Along with fences, a heavy police and military presence will fortify the state Capitol. It’s come to that because a president’s selfishness prevented a peaceful transfer of power.
Had Trump accepted the voters’ verdict, there would have been no insurgence at the U.S. Capitol. He wouldn’t have been impeached a second time, and a country sagging in a pandemic wouldn’t be at greater risk because of the politics of rage.
The 11 weeks since the election have felt longer than the campaign, mostly because of Trump’s constant assault on arithmetic.
Here’s Trump, by the numbers:
◆ 400,000: What Trump claimed as his margin of victory in Georgia, a state he lost by almost 12,000 votes.
◆ 3: Counts of presidential ballots in Georgia. Biden’s victory held up every time.
◆ 244: Trump’s announced weight in June. If ever a recount with eagle-eyed scale watchers was warranted, this was it.
◆ 80,555: The total Trump lost by in Pennsylvania. He claimed widespread fraud defeated him, but a federal judge said Trump’s lawyers tried “to discard millions of votes legally cast.” Like Trump, the judge is a Republican.
◆ 74,483: Trump’s margin of victory in North Carolina. He had no complaints.
◆ 191: Residents of Maricopa County, Ariz., who voted for more than one presidential candidate. Trump’s lawyers sued to stop certification of Arizona’s election based on these “overvotes.” Trump lost the lawsuit and the election in Arizona.
◆ 1: Announcement by Trump’s crack attorney, Rudy Giuliani, of a “very, very significant amount of fraud allegations in the state of New Mexico.”
◆ Zero: Documented voter fraud cases in New Mexico’s presidential election.
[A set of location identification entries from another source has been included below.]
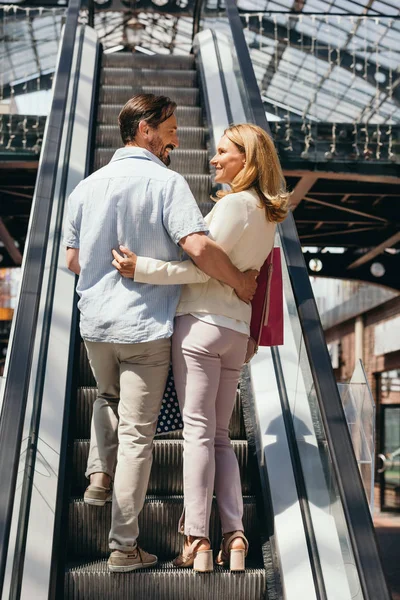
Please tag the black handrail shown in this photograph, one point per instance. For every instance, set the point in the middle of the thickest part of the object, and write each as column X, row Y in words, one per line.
column 21, row 352
column 351, row 490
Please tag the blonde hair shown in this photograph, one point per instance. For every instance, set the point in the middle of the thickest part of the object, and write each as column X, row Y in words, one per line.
column 262, row 170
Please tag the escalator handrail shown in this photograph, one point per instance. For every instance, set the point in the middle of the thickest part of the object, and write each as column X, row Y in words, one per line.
column 351, row 490
column 21, row 352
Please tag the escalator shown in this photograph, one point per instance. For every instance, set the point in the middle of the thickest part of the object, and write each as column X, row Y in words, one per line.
column 88, row 527
column 304, row 507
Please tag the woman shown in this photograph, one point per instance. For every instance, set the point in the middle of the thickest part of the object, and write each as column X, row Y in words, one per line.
column 210, row 339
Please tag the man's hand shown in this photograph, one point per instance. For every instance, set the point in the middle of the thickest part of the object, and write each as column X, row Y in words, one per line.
column 126, row 264
column 248, row 285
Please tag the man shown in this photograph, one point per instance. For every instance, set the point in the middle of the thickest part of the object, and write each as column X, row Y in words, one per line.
column 133, row 201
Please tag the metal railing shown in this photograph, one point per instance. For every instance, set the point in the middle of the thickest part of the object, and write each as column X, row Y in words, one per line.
column 345, row 468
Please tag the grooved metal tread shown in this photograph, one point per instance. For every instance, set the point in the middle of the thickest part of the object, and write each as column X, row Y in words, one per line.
column 123, row 76
column 114, row 94
column 93, row 581
column 89, row 527
column 190, row 138
column 188, row 116
column 183, row 161
column 163, row 478
column 87, row 395
column 157, row 61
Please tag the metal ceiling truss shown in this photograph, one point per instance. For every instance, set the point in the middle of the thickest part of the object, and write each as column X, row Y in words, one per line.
column 337, row 266
column 322, row 52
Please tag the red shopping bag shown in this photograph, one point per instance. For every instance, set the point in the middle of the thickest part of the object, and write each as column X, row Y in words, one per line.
column 266, row 327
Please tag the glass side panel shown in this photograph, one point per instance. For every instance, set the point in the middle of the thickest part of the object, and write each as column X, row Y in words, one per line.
column 332, row 550
column 391, row 450
column 359, row 408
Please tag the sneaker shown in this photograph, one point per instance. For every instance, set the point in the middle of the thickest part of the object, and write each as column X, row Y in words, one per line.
column 97, row 495
column 129, row 561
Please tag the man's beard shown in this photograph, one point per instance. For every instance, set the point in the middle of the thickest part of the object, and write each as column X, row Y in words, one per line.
column 160, row 153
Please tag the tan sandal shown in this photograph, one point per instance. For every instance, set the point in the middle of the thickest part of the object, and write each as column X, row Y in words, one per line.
column 200, row 560
column 230, row 556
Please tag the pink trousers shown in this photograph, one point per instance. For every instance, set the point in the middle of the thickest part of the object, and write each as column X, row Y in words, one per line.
column 207, row 361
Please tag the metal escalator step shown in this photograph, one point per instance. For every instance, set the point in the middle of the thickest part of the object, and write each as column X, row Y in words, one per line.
column 158, row 523
column 113, row 94
column 167, row 472
column 143, row 61
column 200, row 186
column 182, row 161
column 87, row 395
column 193, row 138
column 158, row 77
column 92, row 581
column 187, row 116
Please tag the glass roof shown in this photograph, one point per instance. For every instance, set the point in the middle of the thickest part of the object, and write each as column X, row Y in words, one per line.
column 337, row 64
column 29, row 40
column 341, row 67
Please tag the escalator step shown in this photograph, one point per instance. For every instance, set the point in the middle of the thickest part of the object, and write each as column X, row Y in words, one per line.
column 158, row 523
column 143, row 61
column 87, row 395
column 167, row 472
column 165, row 77
column 184, row 161
column 187, row 116
column 92, row 581
column 112, row 94
column 189, row 137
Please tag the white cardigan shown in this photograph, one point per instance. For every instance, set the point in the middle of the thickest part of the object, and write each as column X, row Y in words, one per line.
column 238, row 224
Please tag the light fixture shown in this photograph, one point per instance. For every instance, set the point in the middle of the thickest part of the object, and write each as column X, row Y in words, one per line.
column 377, row 269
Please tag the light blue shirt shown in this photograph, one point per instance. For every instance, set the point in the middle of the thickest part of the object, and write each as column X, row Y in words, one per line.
column 134, row 201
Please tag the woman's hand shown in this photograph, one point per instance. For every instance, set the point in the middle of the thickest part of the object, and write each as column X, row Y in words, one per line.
column 126, row 264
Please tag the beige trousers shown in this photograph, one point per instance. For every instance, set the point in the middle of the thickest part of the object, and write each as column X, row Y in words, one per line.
column 131, row 380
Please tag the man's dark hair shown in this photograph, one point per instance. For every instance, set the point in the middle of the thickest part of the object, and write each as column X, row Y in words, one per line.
column 143, row 107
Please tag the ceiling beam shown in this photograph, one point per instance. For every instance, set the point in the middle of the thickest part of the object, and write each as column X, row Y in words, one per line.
column 9, row 243
column 346, row 209
column 302, row 188
column 375, row 251
column 353, row 230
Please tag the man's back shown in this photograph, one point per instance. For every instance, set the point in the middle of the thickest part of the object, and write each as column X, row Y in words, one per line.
column 136, row 202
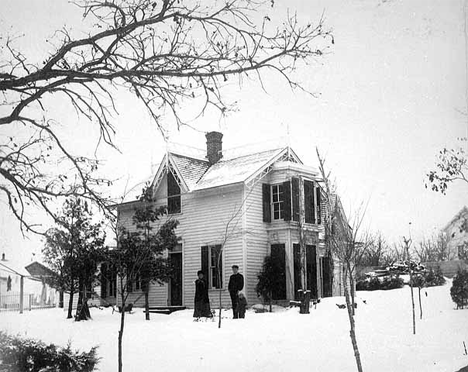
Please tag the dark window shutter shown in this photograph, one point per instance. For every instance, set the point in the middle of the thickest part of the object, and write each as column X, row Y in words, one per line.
column 295, row 198
column 266, row 191
column 216, row 251
column 205, row 262
column 287, row 201
column 319, row 205
column 103, row 280
column 309, row 202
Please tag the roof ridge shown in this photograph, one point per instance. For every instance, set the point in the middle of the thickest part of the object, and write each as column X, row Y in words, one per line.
column 188, row 156
column 253, row 153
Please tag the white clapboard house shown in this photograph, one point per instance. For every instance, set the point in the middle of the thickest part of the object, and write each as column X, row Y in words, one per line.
column 244, row 208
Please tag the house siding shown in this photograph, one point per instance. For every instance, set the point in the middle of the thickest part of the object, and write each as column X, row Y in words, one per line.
column 203, row 221
column 257, row 244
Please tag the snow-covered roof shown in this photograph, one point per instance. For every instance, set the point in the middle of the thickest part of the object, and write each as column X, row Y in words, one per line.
column 191, row 169
column 458, row 217
column 194, row 173
column 226, row 172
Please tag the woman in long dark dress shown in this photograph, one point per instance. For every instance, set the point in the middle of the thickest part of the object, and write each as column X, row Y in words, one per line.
column 202, row 301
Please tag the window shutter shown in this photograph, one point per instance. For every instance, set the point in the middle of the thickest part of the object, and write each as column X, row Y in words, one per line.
column 295, row 198
column 319, row 205
column 219, row 265
column 103, row 280
column 287, row 200
column 266, row 191
column 309, row 201
column 205, row 262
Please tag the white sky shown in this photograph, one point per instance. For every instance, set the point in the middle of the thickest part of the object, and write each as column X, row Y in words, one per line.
column 391, row 94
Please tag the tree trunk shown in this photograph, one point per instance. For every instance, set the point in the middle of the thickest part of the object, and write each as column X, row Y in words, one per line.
column 147, row 303
column 351, row 284
column 70, row 304
column 352, row 331
column 219, row 321
column 122, row 325
column 420, row 304
column 61, row 299
column 412, row 299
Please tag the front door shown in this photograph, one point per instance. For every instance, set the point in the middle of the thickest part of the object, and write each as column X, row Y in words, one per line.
column 175, row 283
column 311, row 270
column 278, row 255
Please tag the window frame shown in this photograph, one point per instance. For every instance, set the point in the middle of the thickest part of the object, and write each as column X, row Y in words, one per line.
column 174, row 200
column 279, row 202
column 209, row 269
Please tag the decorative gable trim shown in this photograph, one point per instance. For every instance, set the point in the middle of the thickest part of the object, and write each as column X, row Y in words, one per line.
column 287, row 154
column 168, row 164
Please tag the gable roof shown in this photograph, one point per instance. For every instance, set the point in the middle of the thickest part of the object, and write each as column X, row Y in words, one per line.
column 226, row 172
column 198, row 174
column 191, row 170
column 462, row 213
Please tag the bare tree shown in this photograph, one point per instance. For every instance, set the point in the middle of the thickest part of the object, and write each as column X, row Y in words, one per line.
column 410, row 270
column 139, row 255
column 434, row 249
column 342, row 238
column 376, row 251
column 165, row 53
column 452, row 165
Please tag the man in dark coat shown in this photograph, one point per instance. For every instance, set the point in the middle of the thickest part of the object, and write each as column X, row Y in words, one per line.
column 236, row 284
column 202, row 301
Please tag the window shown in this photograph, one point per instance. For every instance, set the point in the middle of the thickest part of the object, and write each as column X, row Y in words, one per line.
column 463, row 251
column 212, row 265
column 173, row 194
column 108, row 280
column 277, row 200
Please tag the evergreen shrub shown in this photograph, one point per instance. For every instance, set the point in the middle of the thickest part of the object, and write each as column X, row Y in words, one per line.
column 19, row 354
column 459, row 290
column 374, row 283
column 433, row 277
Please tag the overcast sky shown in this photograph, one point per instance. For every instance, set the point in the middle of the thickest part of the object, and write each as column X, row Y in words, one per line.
column 390, row 94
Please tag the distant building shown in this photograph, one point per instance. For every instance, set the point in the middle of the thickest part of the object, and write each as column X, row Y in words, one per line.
column 457, row 234
column 258, row 204
column 28, row 282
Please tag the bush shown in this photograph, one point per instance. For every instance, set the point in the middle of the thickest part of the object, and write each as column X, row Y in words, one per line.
column 459, row 290
column 374, row 283
column 391, row 282
column 434, row 277
column 27, row 355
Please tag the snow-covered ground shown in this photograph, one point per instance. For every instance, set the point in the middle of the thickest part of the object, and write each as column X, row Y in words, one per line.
column 279, row 341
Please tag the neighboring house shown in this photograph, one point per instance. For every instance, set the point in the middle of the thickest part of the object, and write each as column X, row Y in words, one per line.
column 253, row 206
column 30, row 281
column 457, row 233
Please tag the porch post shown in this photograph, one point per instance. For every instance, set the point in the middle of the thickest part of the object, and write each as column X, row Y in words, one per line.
column 21, row 293
column 301, row 234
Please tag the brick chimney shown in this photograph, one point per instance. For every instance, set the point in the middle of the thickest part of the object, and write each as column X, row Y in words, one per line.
column 214, row 146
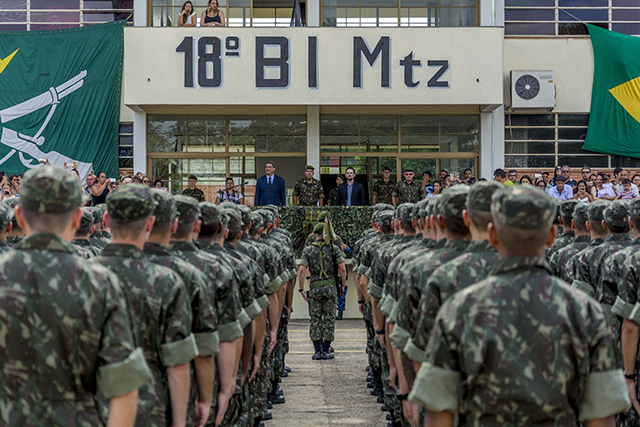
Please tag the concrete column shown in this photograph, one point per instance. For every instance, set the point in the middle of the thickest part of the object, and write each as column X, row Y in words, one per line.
column 140, row 141
column 313, row 137
column 491, row 142
column 313, row 13
column 140, row 13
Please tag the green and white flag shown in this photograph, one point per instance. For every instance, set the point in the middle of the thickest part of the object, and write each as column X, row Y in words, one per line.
column 60, row 98
column 614, row 121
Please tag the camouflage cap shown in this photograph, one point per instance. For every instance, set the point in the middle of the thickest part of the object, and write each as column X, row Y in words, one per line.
column 596, row 209
column 6, row 216
column 479, row 198
column 130, row 203
column 567, row 207
column 454, row 201
column 524, row 207
column 210, row 214
column 617, row 214
column 581, row 212
column 404, row 211
column 165, row 210
column 188, row 209
column 50, row 189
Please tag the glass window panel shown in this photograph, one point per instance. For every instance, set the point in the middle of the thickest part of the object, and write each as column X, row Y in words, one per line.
column 531, row 147
column 206, row 125
column 579, row 161
column 248, row 125
column 287, row 143
column 55, row 4
column 13, row 4
column 459, row 124
column 167, row 124
column 570, row 133
column 529, row 134
column 457, row 17
column 529, row 15
column 573, row 119
column 287, row 124
column 511, row 29
column 631, row 29
column 530, row 120
column 55, row 17
column 166, row 143
column 13, row 16
column 459, row 143
column 529, row 161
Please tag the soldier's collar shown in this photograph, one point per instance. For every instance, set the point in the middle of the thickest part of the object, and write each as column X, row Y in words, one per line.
column 45, row 241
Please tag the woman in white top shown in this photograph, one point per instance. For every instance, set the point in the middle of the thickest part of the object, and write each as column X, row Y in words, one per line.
column 187, row 17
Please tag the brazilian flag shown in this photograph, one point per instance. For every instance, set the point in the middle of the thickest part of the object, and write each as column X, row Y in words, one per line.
column 60, row 98
column 614, row 121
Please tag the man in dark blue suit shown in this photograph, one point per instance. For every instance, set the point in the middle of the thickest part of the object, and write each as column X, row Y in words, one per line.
column 350, row 193
column 270, row 188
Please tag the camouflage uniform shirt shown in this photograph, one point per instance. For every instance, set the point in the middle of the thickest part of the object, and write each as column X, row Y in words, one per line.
column 521, row 348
Biden defeated Trump in the state by 11 percentage points or almost 100,000 votes.
◆ 2: Republican senators from Georgia who lost runoff elections after Trump urged state officials to massage vote totals to reverse his own defeat. “There’s nothing wrong with saying,
you know, that you’ve recalculated,” Trump said.
◆ 60: Percentage of respondents in a Quinnipiac University poll who disapprove of Trump’s performance as his term ends. Thirty-three percent gave Trump a favorable rating.
◆ 25: States Trump carried while losing the electoral vote, 306 to 232.
◆ 25: States Biden won while besting Trump by 7 million popular votes.
◆ 50: States Trump claimed he carried. “A lot of the, the political people said that there’s no way they beat me, and they beat me,” Trump said. “They, they beat me in the — as you know, every single state. We won every state.”
Those incapable of critical thinking will always claim Trump won reelection. They will regurgitate his complaints about voter fraud without showing any interest in evidence.
What have they accomplished? Not much, aside from creating enough fear to fence off the New Mexico Capitol and bring a military presence to the streets of Washington.
Public access would have been prohibited at the state Capitol anyway because of the coronavirus pandemic. But now police and soldiers will have to be on high alert, just in case a mob decides to show out.
Lost in all the fury is a holiday. Monday is Martin Luther King Day in honor of the man who advocated nonviolence as he led the civil rights movement.
In any other year, New Mexico’s Capitol Rotunda would have been open to the public for a ceremony remembering King’s courage in securing voting rights for Black people.
King wanted one ballot for every qualified voter, regardless of skin color.
Trump tried to discard or change millions of votes, all in the name of fighting fraud.